Third Deputy Prime Minister of Kosovo for Minority Issues and Human Rights
- In office 22 March 2021 – 26 August 2025
- President: Glauk Konjufca (Acting) Vjosa Osmani
- Prime Minister: Albin Kurti
- Preceded by: Albulena Balaj-Halimaj

Minister of Administration and Local Government
- In office 3 February 2020 – 3 June 2020
- President: Hashim Thaçi
- Prime Minister: Albin Kurti
- Preceded by: Adrijana Hodžić
- Succeeded by: Goran Rakić

Member of the Assembly of the Republic of Kosovo
- In office 2014–2020
- President: Atifete Jahjaga Hashim Thaçi
- Prime Minister: Isa Mustafa Ramush Haradinaj

Personal details
- Born: 15 July 1973 (age 52) Prizren, SR Serbia, Yugoslavia
- Party: New Democratic Party
- Children: 1
- Occupation: Politician

= Emilija Redžepi =

Kosovan Bosniak politician

Emilija Redžepi (Emilija Rexhepi; born 15 July 1973) is a Kosovan Bosniak politician who is a member of the New Democratic Party, and serves as the Third Deputy Prime Minister of Kosovo.

==Career==
Emilija Redžepi is a Bosniak from Kosovo. She has been critical of the lack of support for Bosniak affairs within Kosovo, speaking at a conference on the Day of Bosniak Community she supported teaching in Bosnian and upholding traditions. As well as being a Member of the Assembly of the Republic of Kosovo, where she is a member of the New Democratic Party, she has spoken of external affairs, encouraging Bosnia and Herzegovina to abandon the requirements for Kosovans to have travel visas to cross the border.

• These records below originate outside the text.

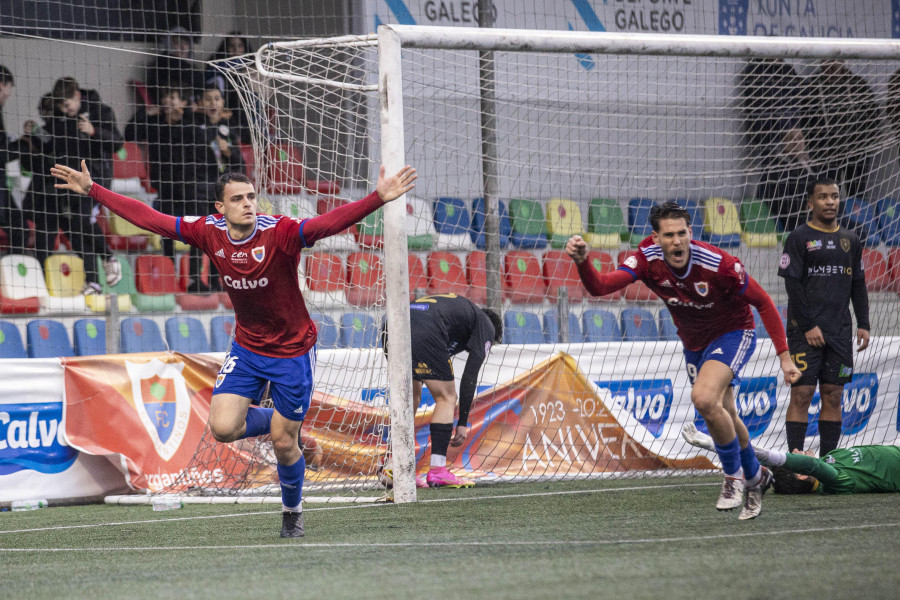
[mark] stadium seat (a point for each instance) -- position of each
(476, 277)
(325, 280)
(139, 334)
(418, 281)
(186, 335)
(639, 219)
(759, 228)
(551, 329)
(221, 328)
(523, 282)
(563, 221)
(90, 337)
(11, 341)
(328, 332)
(606, 224)
(446, 274)
(365, 281)
(603, 263)
(420, 232)
(638, 325)
(859, 216)
(877, 272)
(560, 271)
(637, 291)
(600, 326)
(358, 330)
(452, 224)
(667, 329)
(189, 300)
(477, 229)
(155, 283)
(522, 327)
(888, 210)
(526, 218)
(722, 224)
(47, 339)
(285, 169)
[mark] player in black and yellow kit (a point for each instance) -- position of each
(822, 270)
(442, 325)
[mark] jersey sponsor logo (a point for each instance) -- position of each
(858, 402)
(756, 403)
(245, 284)
(32, 438)
(785, 261)
(648, 400)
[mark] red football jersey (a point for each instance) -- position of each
(260, 275)
(706, 301)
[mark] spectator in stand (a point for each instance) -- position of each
(11, 217)
(175, 67)
(82, 126)
(847, 133)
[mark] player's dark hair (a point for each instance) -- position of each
(787, 482)
(817, 181)
(668, 210)
(497, 322)
(226, 178)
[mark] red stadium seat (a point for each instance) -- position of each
(523, 282)
(418, 281)
(365, 280)
(877, 272)
(560, 271)
(446, 274)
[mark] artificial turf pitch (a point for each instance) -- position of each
(636, 538)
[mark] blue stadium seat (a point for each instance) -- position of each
(328, 333)
(358, 330)
(600, 326)
(140, 334)
(47, 339)
(11, 345)
(477, 231)
(859, 216)
(220, 331)
(638, 325)
(186, 335)
(551, 328)
(522, 327)
(667, 329)
(888, 210)
(90, 337)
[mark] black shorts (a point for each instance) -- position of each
(431, 359)
(832, 364)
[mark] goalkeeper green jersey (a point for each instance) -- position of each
(861, 470)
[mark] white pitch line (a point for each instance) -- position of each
(689, 538)
(356, 507)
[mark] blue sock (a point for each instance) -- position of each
(259, 421)
(749, 463)
(730, 455)
(291, 478)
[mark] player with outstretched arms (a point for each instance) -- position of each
(257, 256)
(709, 294)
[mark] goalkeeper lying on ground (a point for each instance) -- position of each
(854, 470)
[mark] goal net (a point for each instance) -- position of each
(569, 134)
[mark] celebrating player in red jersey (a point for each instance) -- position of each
(709, 294)
(257, 257)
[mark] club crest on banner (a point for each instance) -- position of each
(162, 402)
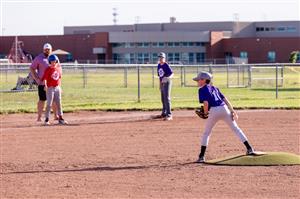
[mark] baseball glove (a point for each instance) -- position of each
(200, 113)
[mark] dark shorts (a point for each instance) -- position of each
(42, 93)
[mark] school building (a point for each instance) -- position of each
(184, 43)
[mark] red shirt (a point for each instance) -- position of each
(52, 76)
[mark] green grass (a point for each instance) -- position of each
(105, 91)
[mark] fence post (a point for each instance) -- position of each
(276, 81)
(249, 76)
(282, 71)
(125, 77)
(184, 76)
(139, 84)
(181, 75)
(238, 75)
(152, 76)
(84, 76)
(6, 73)
(243, 68)
(227, 71)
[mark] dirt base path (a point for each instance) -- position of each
(130, 155)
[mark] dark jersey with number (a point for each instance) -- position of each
(212, 95)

Her daughter was briefly kidnapped in 2015, which Redžepi perceived as a threat to be "careful what she is doing". In 2017, she announced her candidacy for Mayor of Prizren, which has a notable Bosniak population. This was after receiving the support of her party. She ended up receiving less than 5% of the vote. Later that year, she supported a vote of no confidence in the government coalition.